One thing the Government could do to alleviate some of the uncertainty and worry would be to release all those studies it has commissioned looking at the probable impact of different Brexit scenarios on the economy.
Now this is something tangible I can get behind. I can write to my local MP asking that pressure is put on the government.
According to this article, there is a good chance they’ll be released if Labour really push for it. The reports apparently cover 88% of the economy.
I doubt that the economic studies are worth a wank tbh. If government economists could correctly forecast economic impact of Things, we would have a Good Economy. Stands to reason! I have more faith in Mark Lawrenson match prediction srs.
Folk across the Table? What Hammond called the enemy? The people I like to think of as our future partners?
Well, surely it would allow organisations to plan a little bit more effectively. It would also maybe shut the people up who say ‘let’s just get out’ and ‘no deal is fine’.
If anyone really thinks that our economic position has not been researched by the EU and as a result believes we have some exclusive secret squirrel info that puts us in a stronger position, they must be the Lord Mayor of Fuckwit Town, who I wouldn’t trust to operate a spoon correctly.
My point is that it helps no-one but the EU if the reports our government have commissioned are as doom-laden as the Project Fear prognostications, which I suspect they will be if they’re coming from the same mandarins that were told not to plan for Leave.
That’s on the record.
The only other group it gives comfort to is Vichy Britain.
Just accept that some people on both sides of the argument don’t share your faith in the political bighitters Gove, May, Johnson, Davis, nor the Tory-appointed Brexit team.
We have research based on relevant factors, the EU has research based on relevant factors - it’s not rocket science, they all know the potential scores, there is no secret.
If the Tories believe they are the poker kings of Europe we are all in deep shit, as so far their negotiating performance since June last year has been fucking appalling.
I’ve refuted your first claim, recently, so I’m not sure why you’re making it again. I have little faith in any of these people individually, even less in the quarrelsome and toxic fucking fight club they seem to have created. This government will fall before the UK leaves the EU.
It’ll have done fucking well if it survives this month.
Cheers @rallyboy - this should help my upvote quest - that’s what we’re here for.

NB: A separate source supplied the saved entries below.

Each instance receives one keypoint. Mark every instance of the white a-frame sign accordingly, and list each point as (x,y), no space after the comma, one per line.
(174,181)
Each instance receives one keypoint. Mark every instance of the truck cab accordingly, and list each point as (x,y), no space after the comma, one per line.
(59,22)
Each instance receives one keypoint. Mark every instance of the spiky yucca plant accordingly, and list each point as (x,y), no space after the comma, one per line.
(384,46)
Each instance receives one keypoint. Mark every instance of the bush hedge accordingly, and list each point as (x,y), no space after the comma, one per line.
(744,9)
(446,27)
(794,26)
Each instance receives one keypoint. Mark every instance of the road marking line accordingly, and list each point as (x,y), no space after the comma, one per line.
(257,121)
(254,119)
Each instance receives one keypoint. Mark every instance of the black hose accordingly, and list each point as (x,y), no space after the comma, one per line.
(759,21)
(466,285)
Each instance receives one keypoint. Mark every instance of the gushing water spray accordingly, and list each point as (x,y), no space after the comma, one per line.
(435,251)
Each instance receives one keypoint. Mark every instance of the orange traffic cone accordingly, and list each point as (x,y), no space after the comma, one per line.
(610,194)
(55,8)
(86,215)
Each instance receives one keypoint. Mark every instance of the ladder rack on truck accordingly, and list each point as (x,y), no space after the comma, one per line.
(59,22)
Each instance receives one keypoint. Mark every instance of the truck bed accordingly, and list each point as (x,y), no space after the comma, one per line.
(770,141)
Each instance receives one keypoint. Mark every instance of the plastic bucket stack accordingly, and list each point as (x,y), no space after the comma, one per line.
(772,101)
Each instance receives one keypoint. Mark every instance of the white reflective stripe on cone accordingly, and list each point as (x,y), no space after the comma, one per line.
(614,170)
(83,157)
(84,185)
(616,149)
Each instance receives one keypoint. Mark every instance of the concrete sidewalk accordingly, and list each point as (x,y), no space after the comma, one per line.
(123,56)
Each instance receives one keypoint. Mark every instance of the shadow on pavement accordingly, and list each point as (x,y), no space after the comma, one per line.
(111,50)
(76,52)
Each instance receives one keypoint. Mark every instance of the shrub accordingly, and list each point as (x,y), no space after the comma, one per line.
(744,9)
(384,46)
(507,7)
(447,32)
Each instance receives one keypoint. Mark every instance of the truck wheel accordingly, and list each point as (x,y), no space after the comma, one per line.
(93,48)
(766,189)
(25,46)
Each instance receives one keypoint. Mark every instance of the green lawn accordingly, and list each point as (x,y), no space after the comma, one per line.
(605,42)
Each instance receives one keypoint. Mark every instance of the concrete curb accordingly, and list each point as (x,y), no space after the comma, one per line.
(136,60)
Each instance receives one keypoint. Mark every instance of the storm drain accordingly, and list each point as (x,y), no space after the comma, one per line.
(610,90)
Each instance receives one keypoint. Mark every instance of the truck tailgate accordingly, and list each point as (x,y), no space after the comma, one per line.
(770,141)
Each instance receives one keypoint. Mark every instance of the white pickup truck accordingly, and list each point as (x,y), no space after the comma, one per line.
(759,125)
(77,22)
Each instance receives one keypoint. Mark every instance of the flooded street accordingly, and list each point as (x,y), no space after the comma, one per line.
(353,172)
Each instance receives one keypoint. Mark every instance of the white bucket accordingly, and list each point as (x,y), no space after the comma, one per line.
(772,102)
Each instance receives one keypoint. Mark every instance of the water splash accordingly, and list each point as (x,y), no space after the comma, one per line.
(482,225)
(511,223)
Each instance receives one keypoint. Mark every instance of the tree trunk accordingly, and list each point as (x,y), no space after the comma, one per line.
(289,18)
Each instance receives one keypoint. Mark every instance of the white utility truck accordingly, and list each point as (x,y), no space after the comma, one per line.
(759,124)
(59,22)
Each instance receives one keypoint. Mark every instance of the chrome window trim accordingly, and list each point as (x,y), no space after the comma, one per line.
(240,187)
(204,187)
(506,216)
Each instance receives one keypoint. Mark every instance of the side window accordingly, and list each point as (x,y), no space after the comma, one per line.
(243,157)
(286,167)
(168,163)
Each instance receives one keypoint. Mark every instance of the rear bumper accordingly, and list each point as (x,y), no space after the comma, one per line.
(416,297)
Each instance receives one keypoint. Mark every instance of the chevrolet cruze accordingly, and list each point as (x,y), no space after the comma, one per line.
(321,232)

So, my view on Brexit today is mostly:
When I was stuck in traffic behind bloody immigrants in an area of Southampton where there used to be really good pubs (see attached nostalgic picture), I had the thought that Forster’s been shakier than Stevens since that failed manager Ronald the clown picked him - the flat-footed keeper’s been as useful as Harry Redknapp’s dog at an accountancy conference held in the crumbling ruin of lowly League One Fratton Park, a ground that could probably be demolished by one well-struck shot from Rickie Lambert/Matt Le Tissier/Charlie Wayman*, as that lovely man Nigel Adkins said to me before our forthcoming cup win, when we were discussing real ale now being available under standing areas in the revamped Northam, where the away fans have been kettled into a tiny corner so they can’t even see the proposed topless dance displays at halftime.
I’d bet my fucking life on Griffin voting Brexit. That does not make me the same as him, and I am more than prepared to defend the provocative position I’ve put forward.
This debate is seventy years old. Better politicians than Griffin or Farage have put forward much more compelling arguments, backed by facts and figures, based on the loss of sovereignty and a diminishing of our trading power. They were correct, not right.
Every pro-EU politician has implicitly accepted that elements of sovereignty, complete areas of policy, must be ceded to a foreign institution.
If anything, they make Petain look like a boy. He had his reasons. His country had just been smashed, his capital taken. Heath gave this country up without a fight.
Your suggestion that Britain has a puppet governemnt, controlled by a hostile occupying force, is frankly ludicrous. Your views seem to have become more and more nationalist over time, particularly where this subject is concerned. That’s something that I find immensely disturbing. It’s a nasty path to be treading.
And, incidentally, I’m not comparing you to Nick Griffin, merely commenting that your little bon mot would sit well in his mouth. You, on the other hand, are comparing successive governments of this country with one that participated quite cheerfully in the rounding-up and extermination of Jews, Gypsies, socialists, communists, trades unionists and others. Still, Pétain had his reasons, I guess.